L’affaire a été évoquée à l’audience du 07 octobre 2025, et la jonction de la procédure enregistrée sous le numéro RG25/1144 avec la procédure enregistrée sous le numéro RG25/327, sous le numéro RG25/327, a été prononcée par mention au dossier.
Monsieur [J] [X], représenté par son avocat, s’en remet à son acte introductif d’instance.
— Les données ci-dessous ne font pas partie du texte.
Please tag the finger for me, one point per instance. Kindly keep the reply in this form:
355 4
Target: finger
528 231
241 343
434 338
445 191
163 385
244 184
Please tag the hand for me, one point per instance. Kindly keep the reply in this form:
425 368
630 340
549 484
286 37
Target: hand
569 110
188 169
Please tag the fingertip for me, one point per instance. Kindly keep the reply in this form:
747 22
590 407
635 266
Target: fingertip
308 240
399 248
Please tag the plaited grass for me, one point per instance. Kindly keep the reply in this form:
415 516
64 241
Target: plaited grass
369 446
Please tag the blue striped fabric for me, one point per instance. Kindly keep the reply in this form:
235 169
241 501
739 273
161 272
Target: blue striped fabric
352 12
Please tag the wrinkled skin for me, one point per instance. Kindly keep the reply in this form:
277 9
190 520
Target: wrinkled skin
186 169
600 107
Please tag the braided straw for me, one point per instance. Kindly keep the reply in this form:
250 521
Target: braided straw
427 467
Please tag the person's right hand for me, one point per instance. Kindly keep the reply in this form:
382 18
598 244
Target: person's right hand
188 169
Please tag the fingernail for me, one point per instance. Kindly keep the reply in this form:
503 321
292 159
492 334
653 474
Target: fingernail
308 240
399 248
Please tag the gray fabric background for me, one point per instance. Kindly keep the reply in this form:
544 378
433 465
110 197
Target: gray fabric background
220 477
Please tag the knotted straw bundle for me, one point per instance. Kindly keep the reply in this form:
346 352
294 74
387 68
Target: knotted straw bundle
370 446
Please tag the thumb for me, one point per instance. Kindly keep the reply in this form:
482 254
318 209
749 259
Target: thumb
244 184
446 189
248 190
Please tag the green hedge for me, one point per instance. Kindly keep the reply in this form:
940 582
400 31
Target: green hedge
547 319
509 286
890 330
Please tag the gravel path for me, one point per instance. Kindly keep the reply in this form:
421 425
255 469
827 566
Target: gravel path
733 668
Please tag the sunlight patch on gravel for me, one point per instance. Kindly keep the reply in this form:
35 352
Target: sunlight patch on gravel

Par conclusions déposées et soutenues oralement par son avocat, auxquelles il convient de se référer pour un plus ample exposé des moyens et arguments, la SARLU MTT INJECTION CONSULTING demande au juge des référés du tribunal judiciaire de Toulon de :
— ordonner et juger que les opérations d’expertise confiées à Monsieur [N] [K], par ordonnance de référé du 11 octobre 2022, seront rendues communes et opposables à la société LGC AUTOMOBILES et à la société OPTEVEN COURTAGE ;
— condamner, sous astreinte de 100 euros par jour de retard à compter de la décision à intervenir, la société OPTEVEN COURTAGE à verser à la procédure l’acte d’acquisition du fonds de commerce de la société MAPFRE WARRANTY ;
— condamner, sous astreinte de 100 euros par jour de retard à compter de la décision à intervenir, la société OPTEVEN COURTAGE à verser aux débats le rapport d’expertise de l’expert mandaté par la société MAPFRE et visé dans les mails des 06 juin 2019 et 07 juin 2019 ;
— condamner la société OPTEVEN COURTAGE en raison de sa résistance à payer à la société MTT INJECTION CONSULTING la somme de 2 000 euros sur le fondement des dispositions de l’article 700 du code de procédure civile.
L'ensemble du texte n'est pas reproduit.